Kuadrat Punnett dan Probabilitas

Kotak Punnett memberikan metode visual untuk memprediksi genotipe dan fenotipe keturunan dari persilangan genetik. Untuk persilangan monohibrid digunakan grid 2×2, sedangkan persilangan dihibrid yang memeriksa dua gen memerlukan grid 4×4. Aturan perkalian probabilitas menyatakan bahwa peluang terjadinya dua kejadian yang saling lepas adalah hasil kali dari masing-masing peluang masing-masing kejadian, dan aturan penjumlahan menyatakan bahwa peluang terjadinya salah satu dari dua kejadian yang saling lepas adalah jumlah dari peluang kedua kejadian tersebut.

Kodominan dan Dominasi Tidak Lengkap

Secara kodominan, kedua alel diekspresikan sepenuhnya dalam fenotip heterozigot, seperti terlihat pada sistem golongan darah ABO di mana individu dengan genotipe IAIB mengekspresikan antigen A dan B pada sel darah merahnya. Pada dominasi tidak sempurna, fenotip heterozigot berada di antara kedua fenotip homozigot, dicontohkan dengan warna bunga snapdragon dimana homozigot merah dan putih menghasilkan heterozigot merah muda. Dalam kedua kasus tersebut, rasio genotip 1:2:1 tercermin dalam rasio fenotipik, tidak seperti dominasi penuh yang rasio fenotipiknya 3:1.

Alel Ganda dan Sifat Poligenik

Meskipun setiap individu hanya membawa dua alel dari gen tertentu, lebih dari dua alel mungkin ada dalam suatu populasi. Sistem golongan darah ABO ditentukan oleh tiga alel: IA, IB, dan i, dengan IA dan IB kodominan satu sama lain dan keduanya dominan terhadap i. Ciri-ciri poligenik, seperti tinggi badan manusia, warna kulit, dan berat badan, dipengaruhi oleh beberapa gen yang bekerja bersama-sama, sehingga menghasilkan variasi berkelanjutan yang mengikuti distribusi normal dan bukan kategori terpisah. Faktor lingkungan selanjutnya berkontribusi terhadap ekspresi fenotipik sifat poligenik.

Analisis Silsilah

Silsilah adalah silsilah keluarga yang menggunakan simbol standar untuk melacak pewarisan sifat dari beberapa generasi.

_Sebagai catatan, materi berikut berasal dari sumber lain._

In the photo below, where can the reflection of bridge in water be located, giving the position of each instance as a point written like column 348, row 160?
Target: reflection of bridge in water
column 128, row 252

Ciri-ciri autosomal dominan, seperti penyakit Huntington, muncul pada setiap generasi, mempengaruhi pria dan wanita secara setara, dan individu yang terkena penyakit ini memiliki setidaknya satu orang tua yang terkena penyakit tersebut. Ciri-ciri resesif autosomal, seperti fibrosis kistik, dapat berpindah generasi, muncul secara merata pada kedua jenis kelamin, dan sering terjadi pada keluarga dengan hubungan darah. Ciri-ciri resesif terkait-X, seperti hemofilia dan buta warna, lebih sering terjadi pada laki-laki, diturunkan dari ayah yang mengidap penyakit ini ke anak perempuan yang kariernya, dan tidak pernah diturunkan secara langsung dari ayah ke anak laki-lakinya.

Penerapan Genetika Mendel

Prinsip-prinsip Mendel adalah dasar untuk konseling genetik, yang menilai risiko kelainan bawaan dalam keluarga, dan untuk program pemuliaan hewan dan tanaman yang memilih sifat-sifat yang diinginkan. Identifikasi gen penyakit Mendel telah memungkinkan skrining pembawa penyakit seperti penyakit Tay-Sachs dan anemia sel sabit, diagnosis prenatal melalui amniosentesis dan pengambilan sampel vilus korionik, dan pengembangan pendekatan terapi gen untuk kelainan monogenik.